When I finally venture forward, we’re three million klicks from Leda, burning through the Jovian Belt.

Jupiter hasn’t always had an asteroid belt of its own. It had seventy-ish small moons in addition to the Big Four, but now it has millions of satellites, ranging from the size of a teacup to 624 Hektor, which is 400 kilometers long. When the Void Dragon ate the sun, it consumed 68 percent of its mass. Everything spiraled further out as the sun’s gravitational field weakened. Imagine our solar system expanding like a balloon being inflated. The relative locations of solar system bodies would have stayed the same. But in the midst of this, we dragged Earth out to Jupiter, and because Earth is a massive body in its own right, and it was preceded by an artificial gravity point, it dragged some of the asteroid belt along with it.

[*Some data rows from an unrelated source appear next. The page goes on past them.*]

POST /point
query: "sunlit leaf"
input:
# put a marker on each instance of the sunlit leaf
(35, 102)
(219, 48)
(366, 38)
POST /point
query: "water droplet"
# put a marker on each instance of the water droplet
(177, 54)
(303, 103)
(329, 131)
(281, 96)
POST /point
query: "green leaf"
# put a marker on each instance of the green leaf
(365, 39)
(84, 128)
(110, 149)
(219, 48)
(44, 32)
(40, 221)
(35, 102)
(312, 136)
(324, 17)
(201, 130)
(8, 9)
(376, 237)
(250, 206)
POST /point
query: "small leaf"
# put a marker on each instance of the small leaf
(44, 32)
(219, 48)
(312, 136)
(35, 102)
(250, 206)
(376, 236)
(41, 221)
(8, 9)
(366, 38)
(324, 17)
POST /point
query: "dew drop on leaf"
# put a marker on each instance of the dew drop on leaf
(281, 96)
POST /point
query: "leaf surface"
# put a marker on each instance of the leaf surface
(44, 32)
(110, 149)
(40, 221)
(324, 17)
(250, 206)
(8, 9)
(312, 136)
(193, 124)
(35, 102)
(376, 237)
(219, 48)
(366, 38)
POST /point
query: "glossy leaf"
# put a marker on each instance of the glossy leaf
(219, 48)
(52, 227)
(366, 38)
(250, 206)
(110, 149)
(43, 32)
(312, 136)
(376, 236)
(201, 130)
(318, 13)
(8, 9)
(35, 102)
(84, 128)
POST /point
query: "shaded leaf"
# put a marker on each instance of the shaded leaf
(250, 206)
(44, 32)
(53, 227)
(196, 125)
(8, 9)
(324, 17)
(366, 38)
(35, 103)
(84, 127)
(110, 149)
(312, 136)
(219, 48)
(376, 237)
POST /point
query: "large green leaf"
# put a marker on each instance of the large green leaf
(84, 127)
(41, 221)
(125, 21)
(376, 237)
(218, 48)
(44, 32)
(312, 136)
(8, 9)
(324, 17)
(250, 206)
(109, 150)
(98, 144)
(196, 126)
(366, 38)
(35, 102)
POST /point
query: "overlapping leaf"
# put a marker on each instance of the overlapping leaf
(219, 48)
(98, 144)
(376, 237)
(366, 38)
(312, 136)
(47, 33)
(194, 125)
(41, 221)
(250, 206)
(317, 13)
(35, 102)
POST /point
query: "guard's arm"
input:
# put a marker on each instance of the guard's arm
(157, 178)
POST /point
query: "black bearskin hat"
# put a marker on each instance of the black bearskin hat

On top of that, the artificial gravity point we cast into Jupiter’s core increased the size of its Hill sphere—the region where its gravity rules supreme—from 0.36 AUs to 0.71 AUs. As a result, it captured a bunch of its former trojans, plus more asteroids whose orbits had been perturbed by Earth’s transit.

What this means for the minesweeper Tancred, and me, is that there are thousands of places out here for the Offense to hide.

I visit the bridge and watch asteroids with numbers but no names float across the big screen in front of the pilot.

“It’s not to scale,” the pilot says. “These rocks are millions of klicks away.”

I appreciate the reassurance, although I’m not sure that’s how he means it. “Can we see Beachy Head yet?”

Beachy Head: the name given by the squad to Jovian Satellite 38759, our destination, a 2-klick radius rock where the Navy wants to set up a surveillance outpost. The squaddies take it in turns to name “their” rocks. This was Paul’s pick. Apparently, Beachy Head is where he comes from on Earth.

The pilot laughs at me, not unkindly. “Another week.”

It’s very quiet on the bridge. The pilot must get bored. The Tancred has only two crewpersons: the pilot and co-pilot, who alternate 12-hour shifts.